Yes. The insert and delete operations change an existing object, rather than creating a new one with a different set of elements. Any type that allows those operations is clearly mutable.
The equivalent of an insert/delete operation for an immutable type like a tuple would be constructing a new tuple that's only one element different from the original. For instance, >>> tup[0:n] + (x,) + tup[n:]
is sort of like inserting x after element n, and >>> tup[0:n-1] + tup[n+1:]

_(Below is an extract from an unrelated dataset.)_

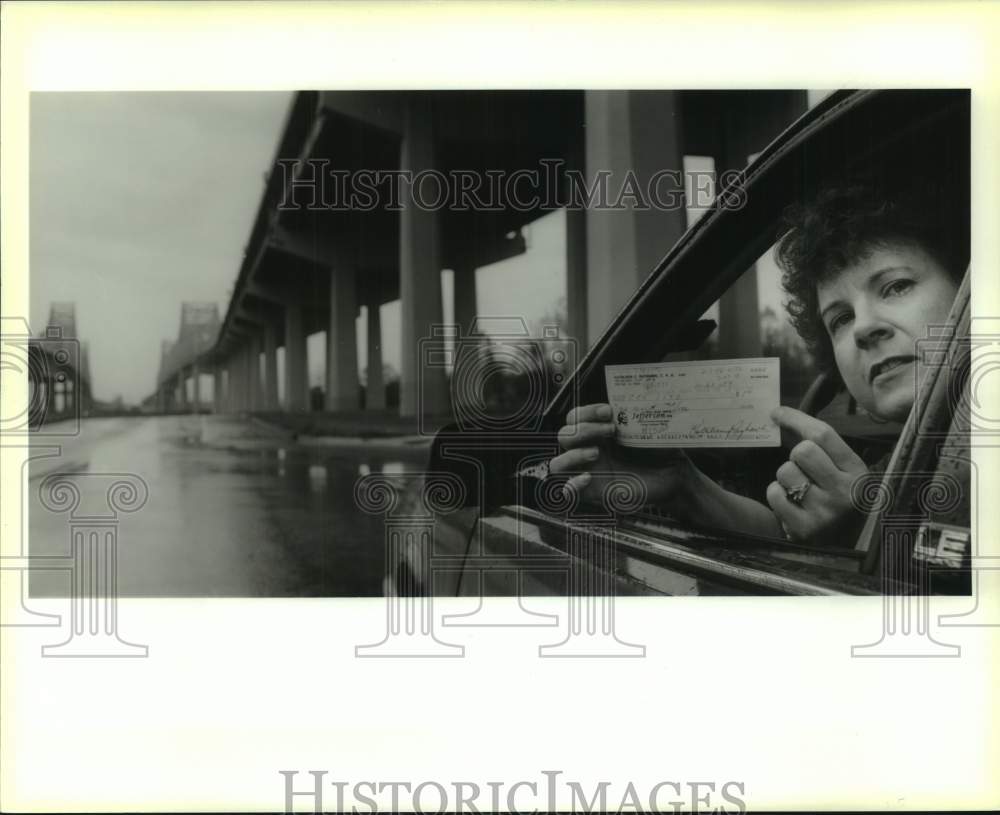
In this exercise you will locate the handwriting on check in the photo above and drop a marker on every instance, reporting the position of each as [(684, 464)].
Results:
[(722, 403)]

is sort of like deleting element n.
Why do we care about immutable types? Because they're less error prone. Consider:
>>> x = 3
// many lines of code that don't mention x
>>> x
=> 3
It seems obvious that if you don't assign a new value to x, the value of x should not have changed. With immutable types like integers and tuples, this is guaranteed by the language. You can safely make the assumption that no direct changes to x means x has the same value it did when you left it.
With mutable types like tuples, you can't ever make that assumption.
>>> x = [1, 2, 3]
>>> y = x
>>> x
=> [1, 2, 3]
>>> y.insert(1, 999) // we're not using x here
>>> x
=> [1, 999, 2, 3] // but somehow x changed anyway
This is just a toy example. In very large programs where a mutable variable can potentially be accessed from hundreds or thousands of different places in any order, it's impossible to keep track of who might be modifying it or expecting who else to modify it at certain times.
This overlaps heavily with the more well-known argument that global variables are evil. Immutable global variables are much less evil.